SEGUNDA LECTURA
El cristianismo no es necesariamente contestatario: hay que orar por los que detentan el poder. Eso sí, la oración cristiana se dirige en el sentido de la paz, de la convivencia, de la dignidad. Los cristianos no deberían orar nunca por el triunfo de la fuerza, de la agresión o de la represión. Sería sacrílego.
Lectura de la primera carta del Apóstol San Pablo a Timoteo 2,1-8.
Te ruego, pues, lo primero de todo, que hagáis oraciones, plegarias, súplicas, acciones de gracias por todos los hombres, por los reyes y por todos los que están en el mando, para que podamos llevar una vida tranquila y apacible, con toda piedad y decoro.

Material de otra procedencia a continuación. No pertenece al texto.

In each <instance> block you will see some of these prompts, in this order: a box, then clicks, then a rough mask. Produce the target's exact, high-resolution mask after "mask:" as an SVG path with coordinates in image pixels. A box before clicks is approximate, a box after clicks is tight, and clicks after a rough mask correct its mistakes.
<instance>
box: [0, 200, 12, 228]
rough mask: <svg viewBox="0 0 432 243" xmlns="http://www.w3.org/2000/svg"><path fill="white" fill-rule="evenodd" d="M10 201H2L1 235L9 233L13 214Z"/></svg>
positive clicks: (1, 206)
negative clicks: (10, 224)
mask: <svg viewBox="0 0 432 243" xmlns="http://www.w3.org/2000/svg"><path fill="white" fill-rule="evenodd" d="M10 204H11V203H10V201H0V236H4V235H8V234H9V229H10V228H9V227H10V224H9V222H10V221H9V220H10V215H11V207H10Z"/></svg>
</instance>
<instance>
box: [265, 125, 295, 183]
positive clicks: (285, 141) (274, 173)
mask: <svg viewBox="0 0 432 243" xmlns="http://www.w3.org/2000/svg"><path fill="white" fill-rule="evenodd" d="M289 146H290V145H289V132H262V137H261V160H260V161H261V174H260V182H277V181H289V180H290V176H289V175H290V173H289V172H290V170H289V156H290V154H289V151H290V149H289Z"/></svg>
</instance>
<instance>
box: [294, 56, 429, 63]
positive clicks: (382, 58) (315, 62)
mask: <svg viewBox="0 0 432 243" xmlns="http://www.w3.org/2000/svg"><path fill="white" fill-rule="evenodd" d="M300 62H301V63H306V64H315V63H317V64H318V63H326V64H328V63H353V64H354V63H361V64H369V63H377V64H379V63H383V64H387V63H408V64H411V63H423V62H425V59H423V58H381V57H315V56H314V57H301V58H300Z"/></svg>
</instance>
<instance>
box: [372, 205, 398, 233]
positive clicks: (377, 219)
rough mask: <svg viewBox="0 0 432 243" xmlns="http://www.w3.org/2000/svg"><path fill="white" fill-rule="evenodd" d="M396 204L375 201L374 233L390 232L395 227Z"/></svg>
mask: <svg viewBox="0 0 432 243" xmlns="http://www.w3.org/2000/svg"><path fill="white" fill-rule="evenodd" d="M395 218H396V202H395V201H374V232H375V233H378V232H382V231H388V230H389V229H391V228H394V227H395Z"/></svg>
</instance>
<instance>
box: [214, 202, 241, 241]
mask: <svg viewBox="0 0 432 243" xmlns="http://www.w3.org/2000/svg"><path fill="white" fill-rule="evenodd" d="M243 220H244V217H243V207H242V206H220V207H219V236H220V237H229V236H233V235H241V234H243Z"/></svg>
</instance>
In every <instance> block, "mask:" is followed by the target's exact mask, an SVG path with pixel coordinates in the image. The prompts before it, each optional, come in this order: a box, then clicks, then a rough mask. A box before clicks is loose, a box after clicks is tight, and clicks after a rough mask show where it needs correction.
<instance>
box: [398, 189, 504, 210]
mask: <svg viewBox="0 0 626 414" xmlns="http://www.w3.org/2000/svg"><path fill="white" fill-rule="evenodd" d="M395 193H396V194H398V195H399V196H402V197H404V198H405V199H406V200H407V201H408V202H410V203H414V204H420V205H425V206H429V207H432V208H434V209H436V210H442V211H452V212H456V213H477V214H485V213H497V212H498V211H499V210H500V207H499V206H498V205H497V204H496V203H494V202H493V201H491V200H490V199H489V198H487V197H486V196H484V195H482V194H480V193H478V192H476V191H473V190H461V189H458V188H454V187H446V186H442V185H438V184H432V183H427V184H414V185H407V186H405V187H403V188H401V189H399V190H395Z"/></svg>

Eso es bueno y grato ante los ojos de nuestro Salvador, Dios, que quiere que todos los hombres se salven y lleguen al conocimiento de la verdad.
Pues Dios es uno, y uno solo es el mediador entre Dios y los hombres, el hombre Cristo Jesús, que se entregó en rescate por todos: éste es el testimonio en el tiempo apropiado: para él estoy puesto como anunciador y apóstol -digo la verdad, no miento-, maestro de los paganos en fe y verdad.
Encargo a los hombres que recen en cualquier lugar alzando las manos limpias de ira y divisiones.